Trajetória do Conceito de Cultura



Se temos a pretensão de definir cultura é urgente conhecer sua trajetória. Serão expostos  a seguir, seis trajetos pelos quais passou e passa o conceito de cultura. Apesar de usarmos o recurso 1ª Fase, 2ª Fase, essa linearidade é fictícia, elaborada assim apenas para auxiliar o entendimento.

1ª Fase:  Vulgar, Sentido Comum (Não-científico)

A palavra vem do latim colere, que definia inicialmente o cultivo de plantas, o cuidado com os animais e também com a terra (por isso, agricultura). Definia, ainda, o cuidado com as crianças e sua educação; o cuidado com os deuses (seu culto); o cuidado com os ancestrais e seus monumentos (sua memória). Passando por todos esses elementos, chegaríamos, finalmente, ao sentido mais comum que o termo possui em nossa sociedade: o de que o homem que tem cultura é um homem “culto”. É aquele que “cultiva” (no sentido de desenvolver, praticar, cultuar) a inteligência, as artes e o conhecimento presente nos livros.

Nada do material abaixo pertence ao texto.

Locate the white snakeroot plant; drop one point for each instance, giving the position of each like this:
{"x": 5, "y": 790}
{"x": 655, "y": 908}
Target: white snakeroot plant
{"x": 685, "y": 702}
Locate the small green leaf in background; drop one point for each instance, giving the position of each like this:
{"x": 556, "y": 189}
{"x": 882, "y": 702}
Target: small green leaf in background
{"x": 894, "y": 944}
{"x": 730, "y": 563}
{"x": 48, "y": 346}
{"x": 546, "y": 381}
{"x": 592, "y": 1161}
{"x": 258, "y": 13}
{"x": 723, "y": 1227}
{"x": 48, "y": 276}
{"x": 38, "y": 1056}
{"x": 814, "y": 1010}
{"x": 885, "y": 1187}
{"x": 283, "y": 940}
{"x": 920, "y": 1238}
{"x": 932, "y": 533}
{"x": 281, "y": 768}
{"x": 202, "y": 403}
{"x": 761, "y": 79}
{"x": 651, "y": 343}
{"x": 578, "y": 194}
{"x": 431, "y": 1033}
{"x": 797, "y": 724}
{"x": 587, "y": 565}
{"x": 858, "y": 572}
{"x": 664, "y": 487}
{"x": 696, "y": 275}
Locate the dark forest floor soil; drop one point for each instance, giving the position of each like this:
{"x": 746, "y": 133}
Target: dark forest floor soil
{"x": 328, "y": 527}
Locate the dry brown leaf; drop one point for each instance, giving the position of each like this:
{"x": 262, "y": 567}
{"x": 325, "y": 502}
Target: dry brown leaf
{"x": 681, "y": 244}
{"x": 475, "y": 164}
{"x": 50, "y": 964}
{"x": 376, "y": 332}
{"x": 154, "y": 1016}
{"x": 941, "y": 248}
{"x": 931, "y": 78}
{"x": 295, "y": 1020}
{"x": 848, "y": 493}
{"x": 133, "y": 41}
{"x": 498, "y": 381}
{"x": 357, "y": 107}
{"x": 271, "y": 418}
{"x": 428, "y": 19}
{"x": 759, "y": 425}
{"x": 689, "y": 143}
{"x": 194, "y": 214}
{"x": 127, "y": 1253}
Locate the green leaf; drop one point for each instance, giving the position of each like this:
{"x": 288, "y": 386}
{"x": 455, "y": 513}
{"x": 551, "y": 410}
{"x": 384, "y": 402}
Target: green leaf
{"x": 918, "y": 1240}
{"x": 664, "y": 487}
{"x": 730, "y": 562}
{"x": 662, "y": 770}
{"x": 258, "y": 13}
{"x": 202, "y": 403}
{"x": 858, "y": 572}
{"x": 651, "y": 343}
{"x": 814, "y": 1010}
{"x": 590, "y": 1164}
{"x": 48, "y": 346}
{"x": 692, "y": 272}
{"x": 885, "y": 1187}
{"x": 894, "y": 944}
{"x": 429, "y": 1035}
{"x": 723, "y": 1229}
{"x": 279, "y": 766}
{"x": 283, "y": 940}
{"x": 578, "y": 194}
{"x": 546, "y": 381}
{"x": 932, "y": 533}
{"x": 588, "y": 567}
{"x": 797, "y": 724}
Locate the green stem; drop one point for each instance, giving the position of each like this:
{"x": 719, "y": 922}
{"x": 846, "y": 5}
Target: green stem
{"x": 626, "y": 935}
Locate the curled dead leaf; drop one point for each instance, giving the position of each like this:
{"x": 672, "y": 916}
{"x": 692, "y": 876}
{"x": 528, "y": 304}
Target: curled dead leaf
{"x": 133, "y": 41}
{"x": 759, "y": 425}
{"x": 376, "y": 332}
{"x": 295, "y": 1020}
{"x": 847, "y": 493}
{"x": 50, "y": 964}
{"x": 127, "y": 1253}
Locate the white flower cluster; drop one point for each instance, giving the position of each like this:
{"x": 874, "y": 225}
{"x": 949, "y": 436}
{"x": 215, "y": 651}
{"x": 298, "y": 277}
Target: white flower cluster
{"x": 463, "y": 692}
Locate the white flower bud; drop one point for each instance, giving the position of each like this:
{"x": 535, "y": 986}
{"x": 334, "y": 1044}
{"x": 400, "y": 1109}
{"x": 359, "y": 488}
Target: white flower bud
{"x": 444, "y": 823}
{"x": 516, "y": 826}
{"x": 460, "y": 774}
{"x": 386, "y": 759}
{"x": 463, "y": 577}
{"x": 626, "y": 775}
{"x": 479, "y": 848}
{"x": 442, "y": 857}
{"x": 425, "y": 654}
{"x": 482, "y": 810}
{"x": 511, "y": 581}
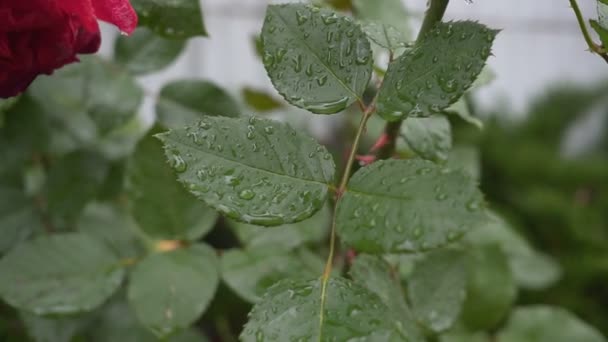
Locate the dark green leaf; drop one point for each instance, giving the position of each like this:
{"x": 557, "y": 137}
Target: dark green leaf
{"x": 18, "y": 218}
{"x": 169, "y": 291}
{"x": 547, "y": 324}
{"x": 286, "y": 236}
{"x": 437, "y": 288}
{"x": 59, "y": 274}
{"x": 72, "y": 182}
{"x": 407, "y": 205}
{"x": 111, "y": 224}
{"x": 290, "y": 311}
{"x": 177, "y": 19}
{"x": 159, "y": 203}
{"x": 182, "y": 103}
{"x": 145, "y": 52}
{"x": 260, "y": 100}
{"x": 377, "y": 276}
{"x": 250, "y": 272}
{"x": 316, "y": 59}
{"x": 436, "y": 72}
{"x": 430, "y": 138}
{"x": 253, "y": 170}
{"x": 491, "y": 289}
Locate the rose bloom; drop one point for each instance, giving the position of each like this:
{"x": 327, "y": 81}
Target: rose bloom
{"x": 39, "y": 36}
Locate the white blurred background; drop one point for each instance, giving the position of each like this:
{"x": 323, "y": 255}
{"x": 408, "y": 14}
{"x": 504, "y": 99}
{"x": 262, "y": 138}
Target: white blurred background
{"x": 540, "y": 45}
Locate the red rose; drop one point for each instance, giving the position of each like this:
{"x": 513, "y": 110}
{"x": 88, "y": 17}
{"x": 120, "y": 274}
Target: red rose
{"x": 39, "y": 36}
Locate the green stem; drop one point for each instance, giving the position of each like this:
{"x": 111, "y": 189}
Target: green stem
{"x": 432, "y": 16}
{"x": 581, "y": 22}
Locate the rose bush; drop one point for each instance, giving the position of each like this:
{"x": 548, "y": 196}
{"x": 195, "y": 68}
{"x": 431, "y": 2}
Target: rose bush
{"x": 39, "y": 36}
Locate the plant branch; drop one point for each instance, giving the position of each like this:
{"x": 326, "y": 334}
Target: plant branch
{"x": 593, "y": 47}
{"x": 433, "y": 15}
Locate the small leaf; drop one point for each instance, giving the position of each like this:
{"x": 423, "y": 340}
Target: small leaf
{"x": 169, "y": 291}
{"x": 177, "y": 19}
{"x": 144, "y": 52}
{"x": 290, "y": 311}
{"x": 491, "y": 289}
{"x": 437, "y": 289}
{"x": 151, "y": 183}
{"x": 251, "y": 271}
{"x": 430, "y": 138}
{"x": 18, "y": 218}
{"x": 182, "y": 103}
{"x": 253, "y": 170}
{"x": 287, "y": 236}
{"x": 407, "y": 205}
{"x": 260, "y": 100}
{"x": 316, "y": 59}
{"x": 377, "y": 276}
{"x": 386, "y": 36}
{"x": 436, "y": 72}
{"x": 59, "y": 274}
{"x": 543, "y": 323}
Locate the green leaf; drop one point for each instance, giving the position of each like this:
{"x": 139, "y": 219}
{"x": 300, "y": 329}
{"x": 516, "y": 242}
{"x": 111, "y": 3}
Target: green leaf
{"x": 387, "y": 12}
{"x": 260, "y": 100}
{"x": 176, "y": 19}
{"x": 542, "y": 323}
{"x": 18, "y": 218}
{"x": 72, "y": 182}
{"x": 286, "y": 236}
{"x": 170, "y": 291}
{"x": 437, "y": 289}
{"x": 531, "y": 269}
{"x": 144, "y": 52}
{"x": 182, "y": 103}
{"x": 59, "y": 274}
{"x": 386, "y": 36}
{"x": 250, "y": 272}
{"x": 436, "y": 72}
{"x": 291, "y": 309}
{"x": 316, "y": 59}
{"x": 54, "y": 329}
{"x": 109, "y": 223}
{"x": 430, "y": 138}
{"x": 159, "y": 203}
{"x": 253, "y": 170}
{"x": 491, "y": 289}
{"x": 376, "y": 275}
{"x": 407, "y": 205}
{"x": 602, "y": 32}
{"x": 86, "y": 103}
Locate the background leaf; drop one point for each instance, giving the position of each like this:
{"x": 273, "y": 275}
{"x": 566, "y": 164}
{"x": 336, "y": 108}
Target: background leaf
{"x": 59, "y": 274}
{"x": 182, "y": 103}
{"x": 407, "y": 205}
{"x": 316, "y": 59}
{"x": 178, "y": 19}
{"x": 437, "y": 288}
{"x": 144, "y": 52}
{"x": 253, "y": 170}
{"x": 439, "y": 69}
{"x": 169, "y": 291}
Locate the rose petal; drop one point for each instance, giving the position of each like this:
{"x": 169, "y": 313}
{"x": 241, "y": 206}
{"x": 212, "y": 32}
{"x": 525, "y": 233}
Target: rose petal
{"x": 117, "y": 12}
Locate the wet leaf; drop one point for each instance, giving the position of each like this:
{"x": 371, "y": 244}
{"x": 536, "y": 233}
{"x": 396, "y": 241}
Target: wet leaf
{"x": 318, "y": 60}
{"x": 407, "y": 205}
{"x": 436, "y": 72}
{"x": 253, "y": 170}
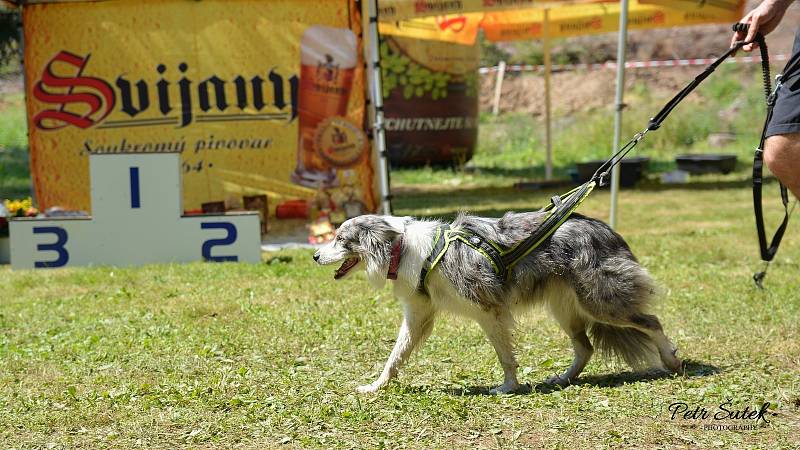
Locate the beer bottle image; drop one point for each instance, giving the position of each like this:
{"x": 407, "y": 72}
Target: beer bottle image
{"x": 328, "y": 58}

Nesse sentido, cultura é sinônimo de conhecimentos diversos, maneiras corretas, elegância, refinamento, donde se ouve dizer homem culto ou de grande cultura.


A antropologia, como ciência, desenvolveu-se principalmente a partir do século XVIII com a expansão colonial européia. Novos territórios vinham sendo descobertos e ocupados pelas potências européias (principalmente a Inglaterra) e novos povos (considerados primitivos, quando comparados com a sociedade ocidental) eram contactados. Era preciso conhecer e compreender seus hábitos, costumes e valores, principalmente, para melhor dominá-los. A antropologia surgiu, como se pode deduzir, como conseqüência da política imperialista e com o intuito de auxiliá-la. Ao longo do tempo, porém, a atuação dos antropólogos desenvolveu-se de maneira mais independente e num sentido muitas vezes oposto ao que deles se exigia. O estudo do “outro” (outros povos, suas crenças e costumes) passa a se desenvolver no sentido político de mostrar que diferenças culturais não significam inferioridade nem justificam a dominação.


2ª Fase: Concepção Universal de Cultura

A primeira definição científica de cultura é do antropólogo inglês Edward Tylor (1832-1917). Para Tylor cultura é a expressão da totalidade da vida social do homem. Desta forma, ele rompe com a teoria da degeneração que considerava os “primitivos” seres à parte.

Tylor acreditava na capacidade do homem de progredir e partilhava dos postulados evolucionistas do seu tempo. Tentando provar a continuidade entre a cultura primitiva e a cultura mais avançada, se esforçava para demonstrar a inevitável caminhada do selvagem em direção ao civilizado. Entre primitivos e civilizados não há uma diferença de natureza, mas, simplesmente, de grau de avanço no caminho da cultura (evolução).

Para desvendar a passagem da cultura primitiva para a  cultura civilizada, Tylor introduz na etnologia o Método Comparativo, buscando estabelecer estágios de evolução da cultura. O método comparativo também foi usado por Durkheim para estudar as sociedades, afirmava ele que a  sociedade mais complexa, evoluída, é aquela que possui maior divisão social do trabalho. Lembram!?

Evolucionismo:

A antropologia nesta fase servia, a outros interesses além dos científicos, para ordenar teoricamente a expansão do capitalismo europeu ao resto do mundo, desenvolvendo teorias evolucionistas. Os antropólogos procuravam descobrir as diferentes espécies sociais, classificando-as e ordenando-as num contínuo que ia das mais atrasadas e simples às mais adiantadas, evoluídas e complexas. Assim, as sociedades não-européias eram vistas como museus que conservavam vestígios de etapas passadas da humanidade.



3ª Fase: Concepção Particularista de Cultura

Se Tylor é o “inventor” do conceito científico de cultura, Boas será o inventor da etnografia (parte da antropologia responsável pela elaboração de dados obtidos em pesquisa de campo).

Franz Boas (1858-1942) é Alemão descendente de uma família judia alemã. Formou-se em física, matemática e geografia e em 1887 adota a nacionalidade americana.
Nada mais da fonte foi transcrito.